Joins and subdirect products of varieties (Q634765)

According to a classical theorem by \textit{G. Grätzer, H. Lakser} and \textit{J. Płonka} [``Joins and direct products of equational classes'', Can. Math. Bull. 12, 741--744 (1969; Zbl 0188.04903)], independent varieties have two rather pleasant properties: (i) they are disjoint, and (ii) \(\mathcal{V}_{1}\vee \mathcal{V}_{2}=\mathcal{V}_{1}\times \mathcal{V}_{2}\), i.e., every algebra from the join \(\mathcal{V}_{1}\vee \mathcal{V}_{2}\) directly decomposes into members of \(\mathcal{V}_{1}\) and \( \mathcal{V}_{2}\). In a more recent paper [``Products of classes of residuated structures'', Stud. Log. 77, No. 2, 267--292 (2004; Zbl 1072.06003)], \textit{B. Jónsson} and \textit{C. Tsinakis} proved a partial converse of this result, which holds for congruence-permutable varieties: If \(\mathcal{V}\) is a congruence-permutable variety and \(\mathcal{V}_{1}\), \( \mathcal{V}_{2}\) are disjoint subvarieties of it, then they are independent. Taken together, the above results imply the following: If \(\mathcal{V}\) is a congruence-permutable variety and \(\mathcal{V}_{1}\), \( \mathcal{V}_{2}\) are disjoint subvarieties of it, then \(\mathcal{V}_{1}\vee \mathcal{V}_{2}=\mathcal{V}_{1}\times \mathcal{V}_{2}\). Here, this last result is generalized in three different directions.
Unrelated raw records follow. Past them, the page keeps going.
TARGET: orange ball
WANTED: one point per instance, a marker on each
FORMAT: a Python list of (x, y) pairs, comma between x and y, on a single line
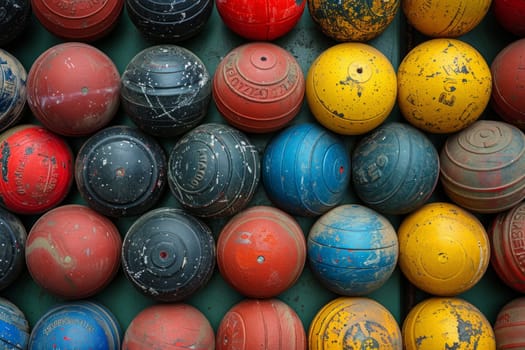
[(261, 251)]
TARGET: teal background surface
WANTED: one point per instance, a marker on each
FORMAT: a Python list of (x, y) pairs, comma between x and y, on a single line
[(307, 296)]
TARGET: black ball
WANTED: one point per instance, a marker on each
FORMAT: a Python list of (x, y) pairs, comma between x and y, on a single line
[(167, 20), (214, 170), (14, 16), (168, 254), (121, 171), (166, 90)]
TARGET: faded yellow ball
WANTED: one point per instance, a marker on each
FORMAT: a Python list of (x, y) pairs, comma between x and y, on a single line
[(447, 323), (444, 85), (354, 323), (443, 249), (351, 88), (445, 18)]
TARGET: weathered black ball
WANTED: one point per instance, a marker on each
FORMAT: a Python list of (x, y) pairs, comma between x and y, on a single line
[(168, 20), (168, 254), (14, 16), (213, 170), (166, 90), (121, 171)]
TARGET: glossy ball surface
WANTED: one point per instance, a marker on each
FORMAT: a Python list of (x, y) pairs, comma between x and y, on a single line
[(261, 252), (73, 89), (73, 252), (441, 323), (443, 249), (444, 85), (305, 170), (340, 323), (351, 88), (352, 250)]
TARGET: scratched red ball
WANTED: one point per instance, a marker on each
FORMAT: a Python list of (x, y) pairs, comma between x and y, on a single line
[(261, 251), (73, 252), (36, 169), (73, 89), (507, 241), (180, 325)]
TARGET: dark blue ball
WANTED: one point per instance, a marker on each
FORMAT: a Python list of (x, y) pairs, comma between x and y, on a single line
[(76, 325), (395, 168), (306, 170), (352, 250)]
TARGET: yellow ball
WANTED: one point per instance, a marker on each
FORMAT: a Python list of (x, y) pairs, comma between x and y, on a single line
[(444, 85), (354, 323), (353, 20), (447, 323), (351, 88), (443, 249), (445, 18)]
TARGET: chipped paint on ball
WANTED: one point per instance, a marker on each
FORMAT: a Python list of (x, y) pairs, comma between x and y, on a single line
[(447, 323), (351, 88), (444, 85), (443, 249), (482, 166), (353, 20), (56, 251), (445, 18), (352, 250), (354, 323)]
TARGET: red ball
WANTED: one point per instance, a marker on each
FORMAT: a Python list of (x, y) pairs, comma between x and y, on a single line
[(261, 324), (258, 87), (508, 95), (73, 252), (37, 169), (261, 252), (73, 89), (169, 326), (508, 247), (509, 328), (510, 14), (78, 20), (260, 19)]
First, the authors observe that if \(\mathcal{V}\) is pointed, then the congruence-permutability hypothesis in this result is too strong: under some quite minimal assumption, it suffices that \(\mathcal{V}\) be subtractive. Then, they lift the previous restriction on the type \(\nu\), which now need not contain any constant, and show that under appropriate weak permutability conditions any two disjoint varieties \(\mathcal{V}_{1}\), \( \mathcal{V}_{2}\) fall under a generalized relation of quasi-independence. Finally, they prove that the same holds if \(\mathcal{V}\) is congruence-3-permutable.